I bring this up because South Carolina Gov. Nikki Haley is planning to nominate Tim Scott, touted as the first black Republican to enter statewide office since Reconstruction, to the Senate to replace Jim DeMint, who is taking a position with the Heritage Foundation. Some folks are making this appointment into a big deal -- which it isn't, especially when you consider that Scott is a hard-core conservative and a tea-party sympathizer. In that context, in many eyes nominating Scott to such a position is a lot like nominating an ex-slave to promote the positions of the slavers.

But the problem with Scott being in the Senate is not merely, or even primarily, about race. Rather, it's about the unwillingness to address ideological diversity -- or, more accurately, the lack thereof -- in the party.

Since the 1980s, when the political right began to take firm control of the former "party of Lincoln," it has systematically pushed out "apostates" who dared to deviate from its ideological line. Even after it took unexpected losses, especially in the Senate where tea-party adherents ended up being crushed at the polls, last month, it still remains committed to the death to the principles of "less government." (In practice, however, only for themselves.)
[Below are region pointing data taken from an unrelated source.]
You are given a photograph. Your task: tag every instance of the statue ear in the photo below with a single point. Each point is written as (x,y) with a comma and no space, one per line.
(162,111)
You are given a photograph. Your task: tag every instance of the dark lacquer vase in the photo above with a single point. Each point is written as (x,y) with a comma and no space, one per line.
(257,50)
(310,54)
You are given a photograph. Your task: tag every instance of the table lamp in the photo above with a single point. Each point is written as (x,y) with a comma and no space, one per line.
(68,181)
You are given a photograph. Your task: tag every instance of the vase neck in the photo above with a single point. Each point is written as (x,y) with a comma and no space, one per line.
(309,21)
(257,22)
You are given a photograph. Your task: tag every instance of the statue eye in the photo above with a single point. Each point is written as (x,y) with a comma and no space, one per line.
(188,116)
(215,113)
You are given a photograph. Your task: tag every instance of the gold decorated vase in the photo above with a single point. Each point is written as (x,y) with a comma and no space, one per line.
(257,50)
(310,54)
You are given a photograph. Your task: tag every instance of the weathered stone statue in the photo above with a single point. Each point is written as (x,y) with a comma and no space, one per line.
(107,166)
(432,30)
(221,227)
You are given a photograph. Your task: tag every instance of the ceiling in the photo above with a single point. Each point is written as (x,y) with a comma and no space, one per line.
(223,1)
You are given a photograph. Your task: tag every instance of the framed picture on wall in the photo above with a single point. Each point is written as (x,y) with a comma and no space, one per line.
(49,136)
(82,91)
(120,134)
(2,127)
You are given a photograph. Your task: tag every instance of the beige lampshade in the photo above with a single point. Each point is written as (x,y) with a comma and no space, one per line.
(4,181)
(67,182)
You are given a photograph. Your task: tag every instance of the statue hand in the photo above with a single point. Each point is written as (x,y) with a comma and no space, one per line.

Such an unyielding stance was bound to cost it politically because it willfully, and in some cases deliberately, alienates much of the electorate, as evidence by last month's election. Trouble is that it doesn't get that, always blaming its defeat on "political correctness," hostile media or a lack of understanding of its views, nor does it talk or listen to anyone else.

Some have said that the Republican Party will soon become a relic of history à la the Whigs, which it eventually replaced. That may be overstating things a bit, considering that it still remains strong in the South and rural America, but unless it makes an effort to communicate with the rest of the country it will be relegated to permanent minority status as a whole. And nominating racial minorities to prominent posts won't change that.